Axe « Métamorphoses de la démocratie »
Dénonciations et pratiques de corruption politique dans les nouvelles démocraties
10-11 novembre 2016
CEREFREA Villa Noël (6, Rue Emile Zola, Bucarest)
A partir de 2016, l’axe de recherche « Métamorphoses de la démocratie » du CEREFREA Villa Noël, en partenariat avec la Faculté de Sciences Politiques de l’Université de Bucarest, lance une série d’interrogations sur les limites de la démocratie dans l’Europe contemporaine. Le premier volet de cette réflexion porte sur les enjeux de la représentation politique contemporaine et sur la dénonciation de la corruption politique dans les nouvelles démocraties.
Présentation générale :
La corruption est comprise comme un phénomène politique construit du point de vue social (Johnston, 1996) et comme une notion à étudier (et non comme une catégorie de l’analyse). Ce choix épistémologique s’inscrit dans le constructivisme « modéré » selon lequel les pratiques du pouvoir et les discours qui les accompagnent sont en processus de définition et de redéfinition permanent par les différents acteurs sociaux et politiques (Monier, Dard, Engels, 2014). La corruption comme catégorie à problématiser et comme un ensemble de discours critiques est un choix méthodologique d’autant plus pertinent que des réformes récentes remettent en question la capacité des nouvelles démocraties à limiter les abus de pouvoir, tandis que les contestations de la rue, de plus en plus nombreuses, dénoncent la corruption endémique et les conflits d’intérêts des élites.
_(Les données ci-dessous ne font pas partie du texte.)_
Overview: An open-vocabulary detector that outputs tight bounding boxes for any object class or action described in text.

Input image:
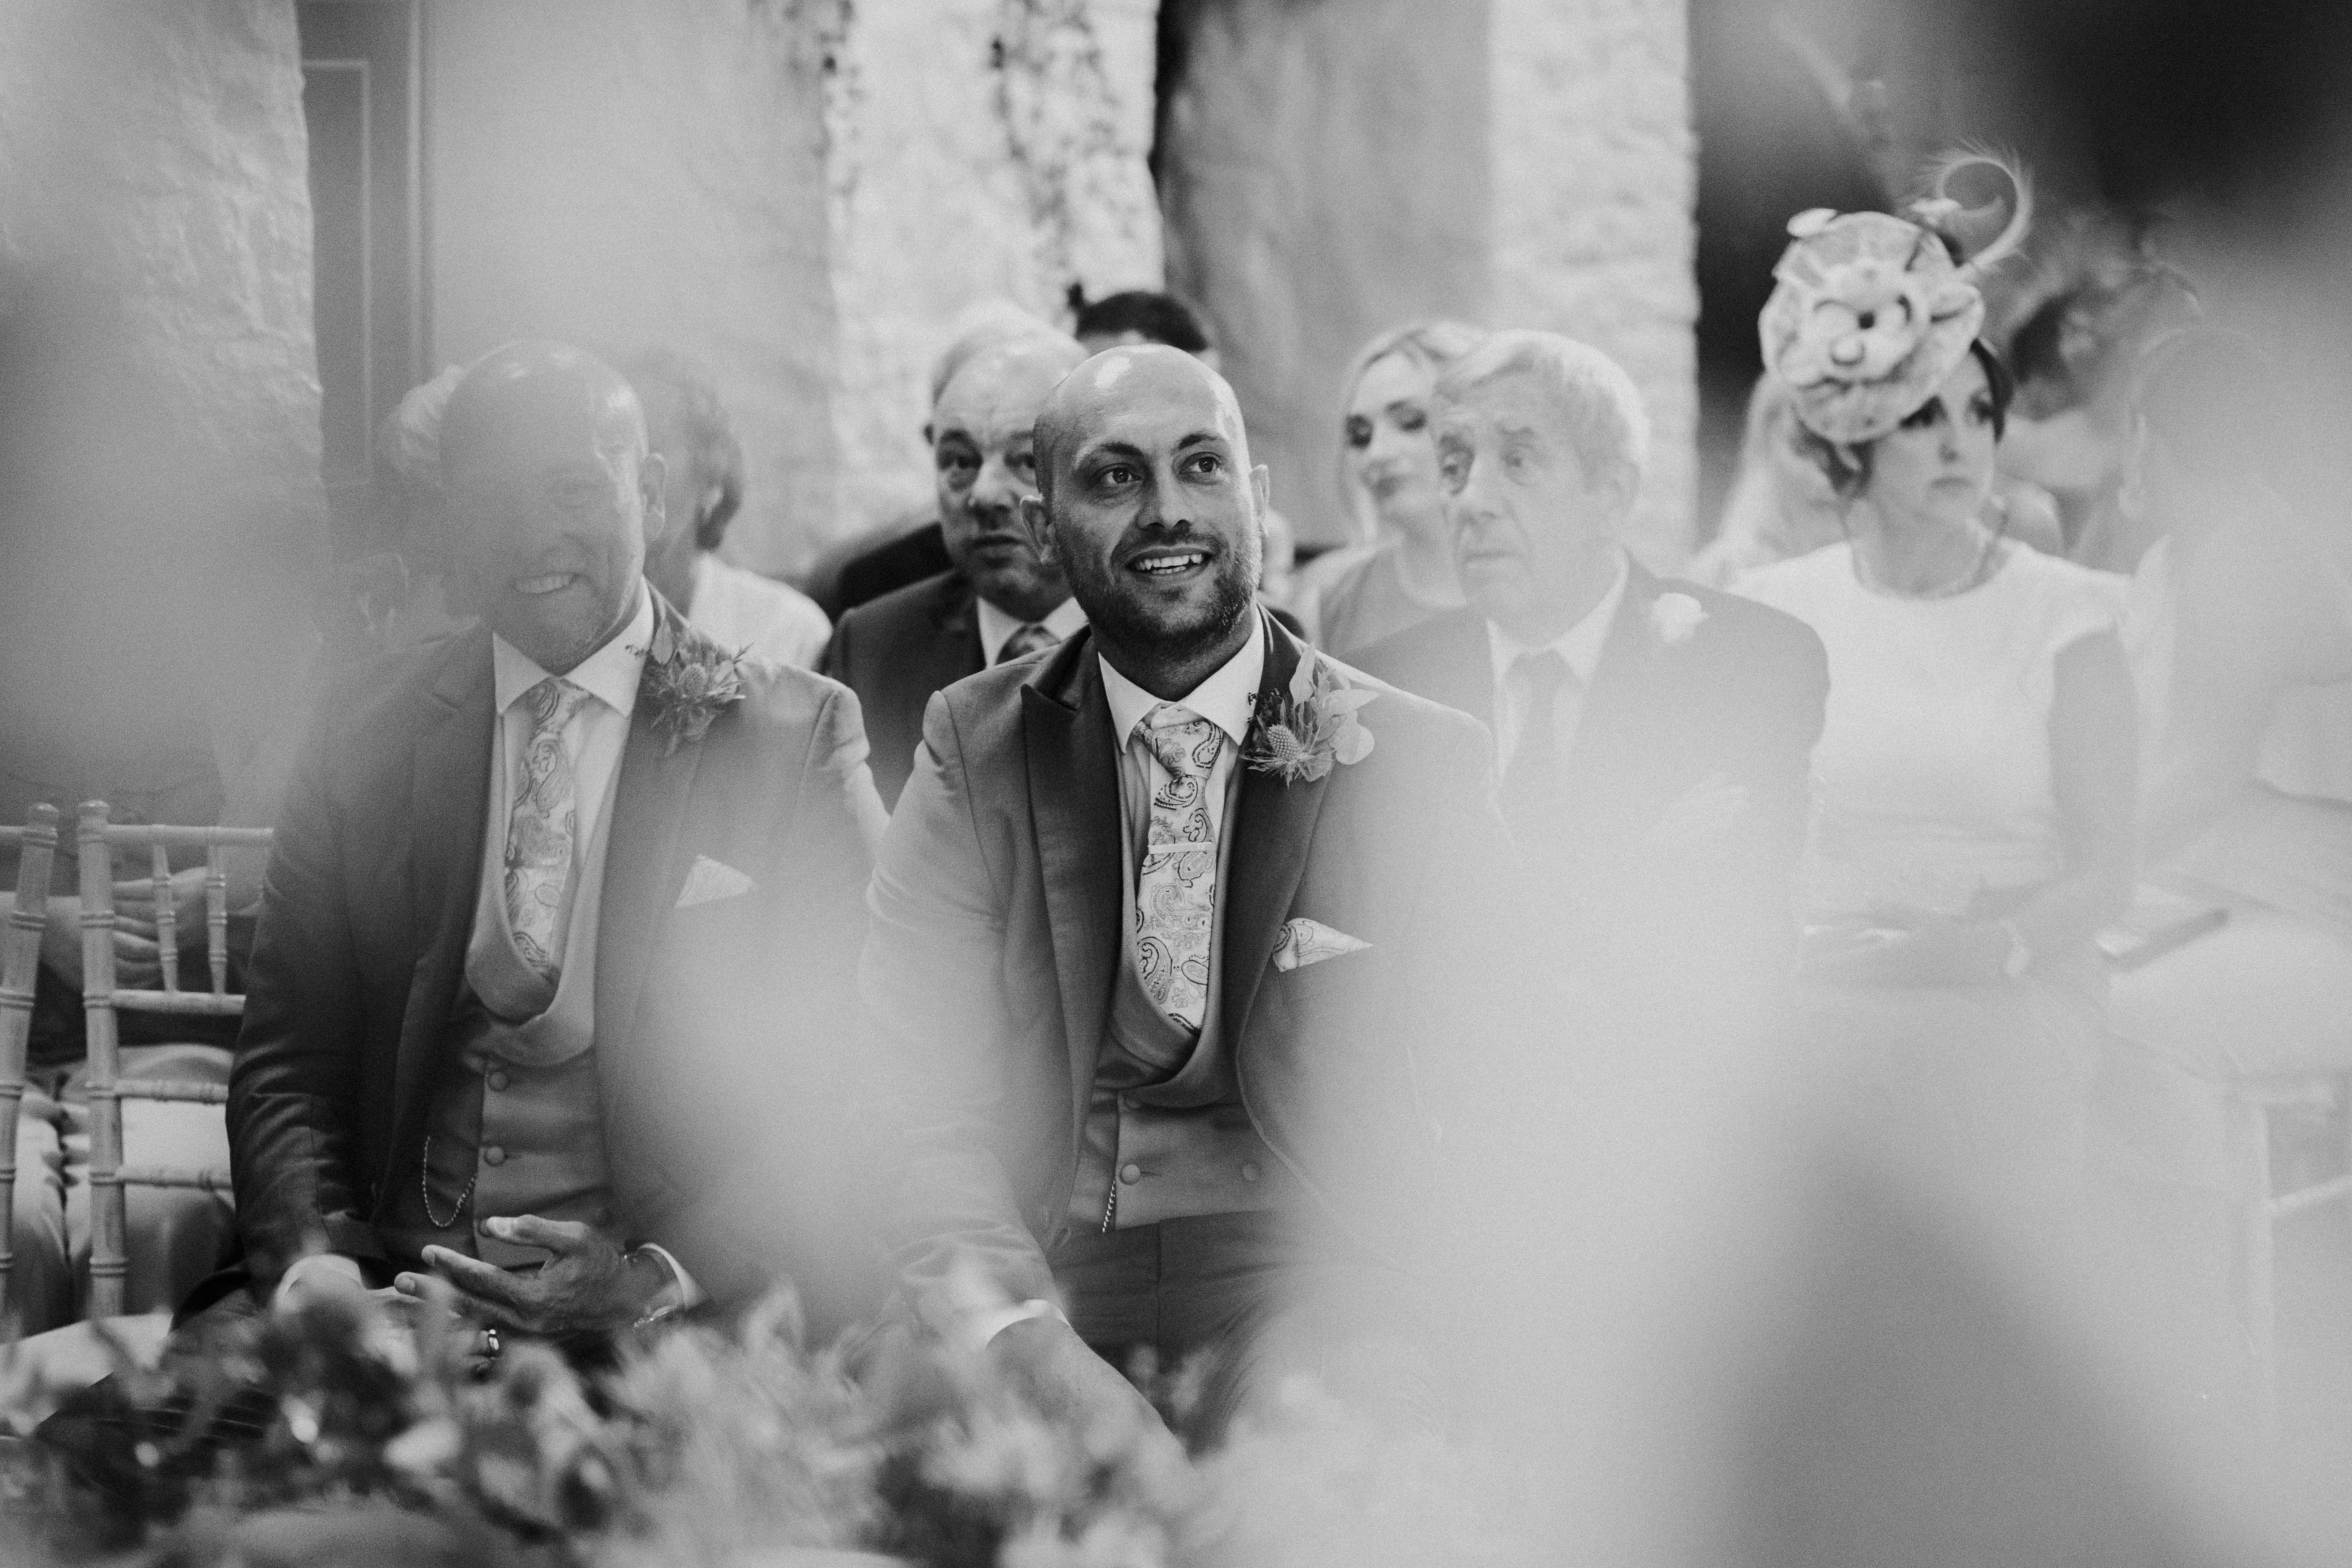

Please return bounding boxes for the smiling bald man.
[219,340,888,1353]
[862,346,1520,1444]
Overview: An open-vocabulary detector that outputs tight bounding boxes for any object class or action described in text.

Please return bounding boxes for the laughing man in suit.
[1354,330,1827,988]
[862,345,1514,1443]
[223,342,885,1350]
[822,332,1092,809]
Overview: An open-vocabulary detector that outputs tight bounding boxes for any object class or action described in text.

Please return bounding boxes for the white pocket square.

A une première vue, l’antithèse entre « les démocraties occidentales » et « les nouvelles démocraties », en termes de dénonciation des mauvaises pratiques en politique et d’attentes de la bonne gouvernance, semble aujourd’hui obsolète. Les transferts institutionnels, l’européanisation, la rhétorique quasi-globale de la dépolitisation de la politique (e.g. la lutte pour la transparence, l’idéal technocratique ou encore le développement des autorités autonomes) ont contribué à une convergence normative dans la définition des attentes quant à la définition de la représentation politique et à la sanction des dérives du pouvoir. A l’opposé, des particularismes régionaux visent en principal les microtechniques du pouvoir et les stratégies de la colonisation des biens de l’Etat (van Biezen, 2004 ; Morlino, 2005 ; van Biezen & Kopecký, 2006, 2014 ; Mair et al., 2011). Par ailleurs, 25 ans après la chute du communisme, l’enjeu de « la démocratisation » n’a pas disparu tout d’un coup : la fin des régimes autoritaires avait surtout lancé de nouveaux défis à une politique d’intégrité (parfois à caractère idiosyncratique). Dans des pays comme la Géorgie ou la Moldavie l’européanisation semble remise en question, tandis que pour les pays des Balkans de l’Ouest, jadis des porte-paroles de la libéralisation des régimes communistes, l’adhésion à l’Union Européenne reste incertaine. Dans tous ces cas, « la corruption » est souvent citée comme un facteur prépondérant dans les retards, dans le développement ou encore dans l’édification de l’Etat de droit. Même les gagnants de la transition, les Etats qui ont rejoint l’UE en 2004 et en 2007, se voient confrontés, après une étape d’euphorie, à l’érosion de la représentation politique (Ágh, 2010 ; Rupnik, 2007 ; Pridham, 2008 ; Sedelmeier&Iusmen, 2015). La Hongrie, la Pologne et la République Tchèque, autrefois des modèles de la transition réussie, ont développé des pathologies du pouvoir telles que le populisme, la corruption et d’autres formes de patronage politique (Scheppele et al., 2012 ; Meyer-Sahling & Veen, 2012 ; Batory, 2012 ; Fink-Hafner, 2014). En Roumanie ou en Bulgarie, les soi-disant « mauvais écoliers » de l’Europe, des progrès encore limités ont été enregistrés quant à la lutte contre la corruption (Smilov, 2007 ; Gherghina, 2013 ; Hein, 2015).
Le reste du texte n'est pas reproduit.